At Sunday night's debate, Republican presidential nominee Donald Trump had no choice but to reckon with comments he made in a recently leaked video in which he talks about grabbing a woman "by the pussy." Though Trump owned up to his mistakes in an official apology video early Saturday morning, shortly after, he issued a statement calling the conversation "locker room banter."
And on the debate stage, he stuck by it.
But those familiar with the trappings of rape culture weren't so easily placated. Twitter user Alison Flierl pointed out that Trump's comments are part of a spectrum of attitudes and behaviors that normalize sexual assault and allow it to thrive — like in the case of Brock Turner.
"Dismissing Trump's behavior as locker room talk is why we have young men like Brock Turner," she wrote during the debate.
In his apology, Trump argued there's a "big difference" between words and actions. His comments, he suggested, were far less harmful than the actions of Bill Clinton, who Trump says has "actually abused" women. If that's so, Trump would likely see leaps and bounds between himself and Turner, who was found guilty on three felony charges of assault for violating an unconscious woman behind a dumpster.

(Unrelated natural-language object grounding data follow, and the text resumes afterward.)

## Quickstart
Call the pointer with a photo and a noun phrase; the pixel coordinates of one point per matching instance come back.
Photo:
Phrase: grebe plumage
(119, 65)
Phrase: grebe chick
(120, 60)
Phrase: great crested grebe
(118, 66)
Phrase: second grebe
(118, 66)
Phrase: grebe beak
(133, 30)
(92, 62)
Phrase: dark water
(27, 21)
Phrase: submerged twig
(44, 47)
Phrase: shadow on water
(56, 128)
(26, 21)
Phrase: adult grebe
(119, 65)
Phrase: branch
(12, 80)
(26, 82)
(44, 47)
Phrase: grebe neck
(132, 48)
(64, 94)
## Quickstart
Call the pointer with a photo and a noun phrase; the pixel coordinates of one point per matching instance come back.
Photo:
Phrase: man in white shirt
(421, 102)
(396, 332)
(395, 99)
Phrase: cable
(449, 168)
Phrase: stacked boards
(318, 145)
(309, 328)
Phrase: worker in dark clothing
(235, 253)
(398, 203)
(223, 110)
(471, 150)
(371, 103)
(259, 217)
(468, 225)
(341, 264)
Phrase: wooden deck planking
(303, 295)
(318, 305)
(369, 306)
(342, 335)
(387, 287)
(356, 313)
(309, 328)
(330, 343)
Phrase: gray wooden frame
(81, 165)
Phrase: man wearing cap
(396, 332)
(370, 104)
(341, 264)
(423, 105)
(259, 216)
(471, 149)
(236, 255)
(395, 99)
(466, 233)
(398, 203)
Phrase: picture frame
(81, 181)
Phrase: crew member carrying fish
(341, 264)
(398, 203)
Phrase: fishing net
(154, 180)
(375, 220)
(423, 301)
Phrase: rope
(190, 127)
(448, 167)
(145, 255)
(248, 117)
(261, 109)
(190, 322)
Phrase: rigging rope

Trump's repeated insistence that his comments are nothing more than "locker room banter" seems to suggest he believes his words are empty. Since Trump believes he would never act on them — though allegations against him say otherwise — he seems to think the words themselves have less weight.
Even if Trump never had and never planned on doing the things he described in the leaked video, his comments contribute to a culture where men see women foremost as objects to which they're entitled — objects they can treat however they like. And, as history has shown, they're likely to get away with it. Turner's dad dismissed his son's assault of a woman as "20 minutes of action." In the media, Turner was continually referred to as a "former Stanford swimmer" instead of a sexual assault convict.
"Locker room banter" is just another one of these euphemisms — a way to minimize the consequences of comments that make light of sexual assault.
And if the Republican nominee for president can get away with it, what's stopping anyone else?
Oct. 10, 2016, 2:51 p.m. Eastern: This story has been updated.